Entro il 2022 Fiat Chrysler ha promesso investimenti per oltre 9 miliardi di euro per realizzare 12 nuove soluzioni elettrificate a sostituzione delle motorizzazioni tradizionali, in particolare quelle alimentate a gasolio. Si tratterà di sistemi con tecnologia mild-hybrid (Mhev) e ibrida plug-in (Phev). Il processo interesserà anche le sportive del Tridente: tra i 6 nuovi lanci a marchio Maserati attesi per il 2022, anche l'erede della Gran Turismo, la Alfieri, già presentata sotto le vesti di prototipo in occasione del Salone di Ginevra del 2014. La nuova proposta del costruttore modenese debutterà con una motorizzazione inedita, completamente a batteria per sfidare le Tesla di Elon Musk e la Porsche Taycan prevista per il 2019.

L'importanza dei volumi

Nel 2012 Maserati ha conosciuto un grande rilancio. Allora immatricolava globalmente poco meno di 6mila unità, il 4% di quanto faceva Porsche, che all'epoca targava più di 140mila vetture in tutto il mondo. Complice una gamma "attempata" e ridotta a soli 3 modelli: la Maserati Gran Turismo (nelle declinazioni coupé e cabrio) e la quinta generazione della Quattroporte, che quell'anno - l'ultimo - spegneva la sua nona candeline. La situazione migliora velocemente grazie all'introduzione nel listino di Ghibli (2014) e Levante (2016): le unità immatricolate raggiungono quota 50mila nel 2017, +700% rispetto i risultati di 5 anni prima.

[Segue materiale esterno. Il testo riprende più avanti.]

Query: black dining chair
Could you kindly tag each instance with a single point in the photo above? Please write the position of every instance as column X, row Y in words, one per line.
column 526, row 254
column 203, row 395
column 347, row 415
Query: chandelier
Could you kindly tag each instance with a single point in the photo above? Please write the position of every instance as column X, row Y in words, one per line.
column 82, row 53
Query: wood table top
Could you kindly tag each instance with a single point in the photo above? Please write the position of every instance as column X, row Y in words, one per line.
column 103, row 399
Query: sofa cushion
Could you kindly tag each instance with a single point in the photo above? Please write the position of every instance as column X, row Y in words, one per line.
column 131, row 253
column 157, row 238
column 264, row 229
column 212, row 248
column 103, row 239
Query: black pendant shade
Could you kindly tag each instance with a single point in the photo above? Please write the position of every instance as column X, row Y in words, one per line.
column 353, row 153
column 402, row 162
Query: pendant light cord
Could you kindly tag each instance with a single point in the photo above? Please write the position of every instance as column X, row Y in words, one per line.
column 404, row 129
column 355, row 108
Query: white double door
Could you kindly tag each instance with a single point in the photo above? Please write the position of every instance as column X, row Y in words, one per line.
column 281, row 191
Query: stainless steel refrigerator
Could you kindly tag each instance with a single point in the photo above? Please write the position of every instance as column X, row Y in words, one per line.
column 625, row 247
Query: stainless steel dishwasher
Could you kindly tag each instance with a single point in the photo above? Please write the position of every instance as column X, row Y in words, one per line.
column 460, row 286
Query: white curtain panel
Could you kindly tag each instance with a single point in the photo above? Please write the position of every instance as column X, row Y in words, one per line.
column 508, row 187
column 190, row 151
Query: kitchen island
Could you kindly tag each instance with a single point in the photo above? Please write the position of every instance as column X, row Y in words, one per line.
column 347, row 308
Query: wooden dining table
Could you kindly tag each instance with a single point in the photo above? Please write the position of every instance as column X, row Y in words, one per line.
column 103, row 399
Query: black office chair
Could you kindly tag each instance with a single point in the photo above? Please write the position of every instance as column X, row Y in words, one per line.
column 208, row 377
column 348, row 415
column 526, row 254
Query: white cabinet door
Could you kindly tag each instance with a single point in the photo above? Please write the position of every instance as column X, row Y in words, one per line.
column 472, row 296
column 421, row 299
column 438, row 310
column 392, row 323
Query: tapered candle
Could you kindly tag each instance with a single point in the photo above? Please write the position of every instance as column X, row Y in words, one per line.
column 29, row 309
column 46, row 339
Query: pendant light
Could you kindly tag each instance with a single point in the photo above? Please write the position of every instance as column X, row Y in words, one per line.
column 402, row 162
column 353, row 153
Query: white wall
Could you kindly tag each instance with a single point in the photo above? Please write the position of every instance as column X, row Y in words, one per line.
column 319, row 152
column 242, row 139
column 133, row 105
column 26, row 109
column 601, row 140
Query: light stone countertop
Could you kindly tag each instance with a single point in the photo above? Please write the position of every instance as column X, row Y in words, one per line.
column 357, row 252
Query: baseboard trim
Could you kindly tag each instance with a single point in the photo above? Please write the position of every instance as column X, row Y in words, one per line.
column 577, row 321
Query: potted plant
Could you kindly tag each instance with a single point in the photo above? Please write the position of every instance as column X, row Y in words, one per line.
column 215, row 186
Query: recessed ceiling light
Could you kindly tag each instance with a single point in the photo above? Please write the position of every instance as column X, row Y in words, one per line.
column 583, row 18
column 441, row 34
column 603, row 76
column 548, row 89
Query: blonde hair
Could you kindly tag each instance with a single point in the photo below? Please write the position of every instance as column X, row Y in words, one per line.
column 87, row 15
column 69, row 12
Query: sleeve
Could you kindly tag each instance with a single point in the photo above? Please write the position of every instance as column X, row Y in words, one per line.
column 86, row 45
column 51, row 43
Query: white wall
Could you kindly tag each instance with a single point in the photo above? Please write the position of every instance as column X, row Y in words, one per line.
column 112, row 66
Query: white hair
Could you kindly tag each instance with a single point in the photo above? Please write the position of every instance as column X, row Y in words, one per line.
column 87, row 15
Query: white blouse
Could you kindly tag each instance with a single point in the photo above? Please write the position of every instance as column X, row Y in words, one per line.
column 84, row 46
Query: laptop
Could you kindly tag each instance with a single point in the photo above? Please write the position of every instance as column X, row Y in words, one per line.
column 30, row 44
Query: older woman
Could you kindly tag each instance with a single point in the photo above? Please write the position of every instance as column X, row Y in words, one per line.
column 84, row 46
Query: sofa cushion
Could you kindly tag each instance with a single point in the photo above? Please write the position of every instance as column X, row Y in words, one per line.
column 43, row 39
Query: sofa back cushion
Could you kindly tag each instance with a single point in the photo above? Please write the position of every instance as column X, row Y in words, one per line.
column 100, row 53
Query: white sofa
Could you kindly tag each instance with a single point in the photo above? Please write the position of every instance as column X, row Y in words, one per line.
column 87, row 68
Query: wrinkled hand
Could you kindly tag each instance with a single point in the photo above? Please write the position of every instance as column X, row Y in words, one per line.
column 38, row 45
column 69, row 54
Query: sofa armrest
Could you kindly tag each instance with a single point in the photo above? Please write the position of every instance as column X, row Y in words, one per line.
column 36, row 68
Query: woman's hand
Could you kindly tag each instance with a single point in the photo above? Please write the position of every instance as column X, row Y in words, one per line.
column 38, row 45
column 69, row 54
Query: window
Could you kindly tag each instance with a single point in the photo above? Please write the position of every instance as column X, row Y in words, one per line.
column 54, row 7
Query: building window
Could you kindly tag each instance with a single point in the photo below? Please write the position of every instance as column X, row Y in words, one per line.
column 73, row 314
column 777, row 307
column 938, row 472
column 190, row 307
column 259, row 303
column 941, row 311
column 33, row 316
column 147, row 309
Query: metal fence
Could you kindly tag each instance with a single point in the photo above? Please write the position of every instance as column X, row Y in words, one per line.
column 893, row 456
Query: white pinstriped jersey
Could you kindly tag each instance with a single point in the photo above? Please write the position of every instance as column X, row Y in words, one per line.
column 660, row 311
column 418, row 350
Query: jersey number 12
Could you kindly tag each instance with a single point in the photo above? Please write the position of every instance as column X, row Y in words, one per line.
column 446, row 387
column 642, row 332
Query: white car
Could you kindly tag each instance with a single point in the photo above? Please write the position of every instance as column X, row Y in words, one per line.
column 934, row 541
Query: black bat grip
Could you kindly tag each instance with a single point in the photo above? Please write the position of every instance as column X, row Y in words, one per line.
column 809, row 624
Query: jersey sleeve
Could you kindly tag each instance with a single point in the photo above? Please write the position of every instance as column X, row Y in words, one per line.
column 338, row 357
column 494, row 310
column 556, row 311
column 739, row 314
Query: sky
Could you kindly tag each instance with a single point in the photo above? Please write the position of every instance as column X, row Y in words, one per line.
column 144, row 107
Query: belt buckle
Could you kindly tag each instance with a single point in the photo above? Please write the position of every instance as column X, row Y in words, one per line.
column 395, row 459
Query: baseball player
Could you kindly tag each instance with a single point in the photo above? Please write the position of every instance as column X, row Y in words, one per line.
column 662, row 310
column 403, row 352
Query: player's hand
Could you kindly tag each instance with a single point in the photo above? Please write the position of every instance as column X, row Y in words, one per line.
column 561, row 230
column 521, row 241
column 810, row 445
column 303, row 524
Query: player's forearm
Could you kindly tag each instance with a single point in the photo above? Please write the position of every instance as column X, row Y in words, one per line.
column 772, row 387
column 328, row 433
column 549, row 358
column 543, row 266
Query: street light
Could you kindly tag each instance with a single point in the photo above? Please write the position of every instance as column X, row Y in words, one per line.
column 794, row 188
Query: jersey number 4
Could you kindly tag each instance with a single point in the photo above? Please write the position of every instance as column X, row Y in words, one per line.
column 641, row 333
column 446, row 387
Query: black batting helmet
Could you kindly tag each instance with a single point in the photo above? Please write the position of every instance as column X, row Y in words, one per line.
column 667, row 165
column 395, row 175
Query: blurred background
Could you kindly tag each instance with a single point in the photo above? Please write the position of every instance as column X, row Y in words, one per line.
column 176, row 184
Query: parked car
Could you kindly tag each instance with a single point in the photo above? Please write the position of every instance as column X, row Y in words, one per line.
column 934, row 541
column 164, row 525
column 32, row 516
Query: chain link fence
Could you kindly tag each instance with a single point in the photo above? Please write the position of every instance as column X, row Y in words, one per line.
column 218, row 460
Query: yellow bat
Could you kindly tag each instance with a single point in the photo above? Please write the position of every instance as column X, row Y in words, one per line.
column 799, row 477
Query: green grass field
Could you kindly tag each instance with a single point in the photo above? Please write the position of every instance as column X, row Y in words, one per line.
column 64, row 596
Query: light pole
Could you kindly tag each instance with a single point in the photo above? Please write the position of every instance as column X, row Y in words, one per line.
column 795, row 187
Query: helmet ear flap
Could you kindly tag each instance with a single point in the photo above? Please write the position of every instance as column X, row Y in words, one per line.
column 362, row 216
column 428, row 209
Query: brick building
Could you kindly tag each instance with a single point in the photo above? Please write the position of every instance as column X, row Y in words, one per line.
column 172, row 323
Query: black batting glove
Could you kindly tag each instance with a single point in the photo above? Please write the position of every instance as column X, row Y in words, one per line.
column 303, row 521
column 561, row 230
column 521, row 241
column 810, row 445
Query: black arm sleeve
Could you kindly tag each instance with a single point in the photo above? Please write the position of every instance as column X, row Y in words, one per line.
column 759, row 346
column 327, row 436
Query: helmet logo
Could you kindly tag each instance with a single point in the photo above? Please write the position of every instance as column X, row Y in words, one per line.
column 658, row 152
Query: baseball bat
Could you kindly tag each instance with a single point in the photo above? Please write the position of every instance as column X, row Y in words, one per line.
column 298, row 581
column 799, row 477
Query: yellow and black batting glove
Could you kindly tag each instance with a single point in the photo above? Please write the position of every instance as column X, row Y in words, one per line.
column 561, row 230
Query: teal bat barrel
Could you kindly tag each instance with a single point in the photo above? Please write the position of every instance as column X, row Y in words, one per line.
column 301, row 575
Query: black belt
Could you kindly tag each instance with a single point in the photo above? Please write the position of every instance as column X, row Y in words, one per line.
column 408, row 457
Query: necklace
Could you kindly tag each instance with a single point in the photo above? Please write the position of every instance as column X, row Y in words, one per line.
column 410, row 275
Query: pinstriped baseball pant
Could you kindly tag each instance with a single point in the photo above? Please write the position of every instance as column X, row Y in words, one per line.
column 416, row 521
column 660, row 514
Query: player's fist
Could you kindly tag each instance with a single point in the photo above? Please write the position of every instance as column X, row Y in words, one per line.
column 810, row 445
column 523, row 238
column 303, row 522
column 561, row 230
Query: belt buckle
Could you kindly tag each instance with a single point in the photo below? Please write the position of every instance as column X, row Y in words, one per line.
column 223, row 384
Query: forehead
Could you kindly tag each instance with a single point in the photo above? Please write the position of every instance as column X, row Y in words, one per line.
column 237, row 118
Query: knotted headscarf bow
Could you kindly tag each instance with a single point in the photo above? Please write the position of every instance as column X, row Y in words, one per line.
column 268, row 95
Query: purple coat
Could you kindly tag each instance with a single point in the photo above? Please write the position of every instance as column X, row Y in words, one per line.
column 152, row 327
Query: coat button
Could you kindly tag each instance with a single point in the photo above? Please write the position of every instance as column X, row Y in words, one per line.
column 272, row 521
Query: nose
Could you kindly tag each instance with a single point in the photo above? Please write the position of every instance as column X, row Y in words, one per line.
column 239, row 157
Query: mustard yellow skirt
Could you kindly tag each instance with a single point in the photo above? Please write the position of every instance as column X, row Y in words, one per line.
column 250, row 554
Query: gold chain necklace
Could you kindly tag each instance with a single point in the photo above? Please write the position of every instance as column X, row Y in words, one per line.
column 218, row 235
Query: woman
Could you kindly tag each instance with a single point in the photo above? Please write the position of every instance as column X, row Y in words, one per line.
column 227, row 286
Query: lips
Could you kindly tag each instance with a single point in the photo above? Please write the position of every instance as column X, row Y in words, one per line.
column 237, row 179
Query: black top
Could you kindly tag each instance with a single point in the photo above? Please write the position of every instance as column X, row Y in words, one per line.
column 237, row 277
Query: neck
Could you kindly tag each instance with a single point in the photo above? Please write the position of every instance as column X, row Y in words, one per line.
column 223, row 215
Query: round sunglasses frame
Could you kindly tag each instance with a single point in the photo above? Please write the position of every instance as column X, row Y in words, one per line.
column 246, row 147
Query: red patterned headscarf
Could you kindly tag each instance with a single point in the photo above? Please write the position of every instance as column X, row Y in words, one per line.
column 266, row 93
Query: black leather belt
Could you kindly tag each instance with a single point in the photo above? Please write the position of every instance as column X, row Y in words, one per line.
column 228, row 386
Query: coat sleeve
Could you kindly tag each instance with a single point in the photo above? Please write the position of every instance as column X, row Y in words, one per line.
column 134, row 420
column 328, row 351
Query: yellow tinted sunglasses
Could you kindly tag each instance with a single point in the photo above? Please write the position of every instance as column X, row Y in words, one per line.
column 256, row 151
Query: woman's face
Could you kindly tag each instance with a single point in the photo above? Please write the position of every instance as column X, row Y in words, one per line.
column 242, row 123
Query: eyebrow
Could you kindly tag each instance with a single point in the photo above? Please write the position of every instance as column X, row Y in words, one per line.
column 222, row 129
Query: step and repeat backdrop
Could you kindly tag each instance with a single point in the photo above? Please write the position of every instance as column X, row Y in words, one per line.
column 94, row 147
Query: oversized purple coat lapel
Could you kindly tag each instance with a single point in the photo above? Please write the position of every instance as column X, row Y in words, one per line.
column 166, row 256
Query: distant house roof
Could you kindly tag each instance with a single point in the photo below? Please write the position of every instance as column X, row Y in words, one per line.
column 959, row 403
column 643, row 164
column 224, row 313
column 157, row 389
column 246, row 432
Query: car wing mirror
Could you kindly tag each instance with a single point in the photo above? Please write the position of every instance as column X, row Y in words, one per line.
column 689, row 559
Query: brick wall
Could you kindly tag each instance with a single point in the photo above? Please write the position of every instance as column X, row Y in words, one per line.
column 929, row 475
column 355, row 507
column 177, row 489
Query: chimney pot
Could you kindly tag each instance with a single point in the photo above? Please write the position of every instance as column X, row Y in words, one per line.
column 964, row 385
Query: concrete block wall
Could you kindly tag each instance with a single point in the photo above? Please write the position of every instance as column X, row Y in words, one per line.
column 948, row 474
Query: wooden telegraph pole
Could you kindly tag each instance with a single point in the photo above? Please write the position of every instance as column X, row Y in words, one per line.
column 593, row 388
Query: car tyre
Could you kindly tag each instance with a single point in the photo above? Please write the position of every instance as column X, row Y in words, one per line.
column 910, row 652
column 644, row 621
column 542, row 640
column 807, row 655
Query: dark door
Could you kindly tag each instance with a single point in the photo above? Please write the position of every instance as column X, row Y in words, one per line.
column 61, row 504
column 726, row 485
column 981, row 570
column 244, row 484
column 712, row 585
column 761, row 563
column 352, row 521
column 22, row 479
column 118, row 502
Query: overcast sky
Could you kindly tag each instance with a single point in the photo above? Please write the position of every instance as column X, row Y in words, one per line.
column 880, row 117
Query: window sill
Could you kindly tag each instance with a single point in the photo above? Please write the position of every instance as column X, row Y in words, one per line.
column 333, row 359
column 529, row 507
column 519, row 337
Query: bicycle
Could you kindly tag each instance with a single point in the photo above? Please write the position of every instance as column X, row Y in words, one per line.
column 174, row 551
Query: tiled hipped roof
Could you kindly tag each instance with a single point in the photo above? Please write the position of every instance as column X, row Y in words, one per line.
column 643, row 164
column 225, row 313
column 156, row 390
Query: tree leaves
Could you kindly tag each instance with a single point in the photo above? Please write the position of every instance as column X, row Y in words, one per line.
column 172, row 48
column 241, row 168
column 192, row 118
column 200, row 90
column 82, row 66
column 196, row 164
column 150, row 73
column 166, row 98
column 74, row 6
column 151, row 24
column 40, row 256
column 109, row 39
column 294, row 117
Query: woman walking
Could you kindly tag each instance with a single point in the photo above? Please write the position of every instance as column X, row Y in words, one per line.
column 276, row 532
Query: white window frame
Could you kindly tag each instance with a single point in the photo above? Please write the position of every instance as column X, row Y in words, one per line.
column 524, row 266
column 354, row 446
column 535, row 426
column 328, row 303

Nei piani di Fiat Chrysler, il marchio dovrebbe vendere oltre 100mila unità nel 2022, obiettivo legato al rinnovo dell'attuale gamma e al lancio di un nuovo suv di segmento D, per sfidare la Porsche Macan.

Il 2018 sembra però contraddire queste previsioni. In Italia, nel primo semestre dell'anno, il costruttore modenese ha immatricolato 1.475 unità, il 13,5% in meno rispetto allo stesso periodo del 2017. In Europa, sempre da gennaio a giugno, Maserati ha targato nel Vecchio continente circa 4.800 veicoli, contro i 6.100 del primo semestre 2017, un calo di oltre il 21%. Cina e Stati Uniti, entrambi mercati chiave della casa emiliana, confermano la crisi: nei primi sei mesi dell'anno -24,7% negli Usa e -48,1% nel paese asiatico. I profitti seguono l'andamento delle consegne: Maserati ha chiuso il primo semestre 2018 con una variazione negativa nei ricavi del 34,6%, 1,3 miliardi contro i 2,02 della prima metà del 2017.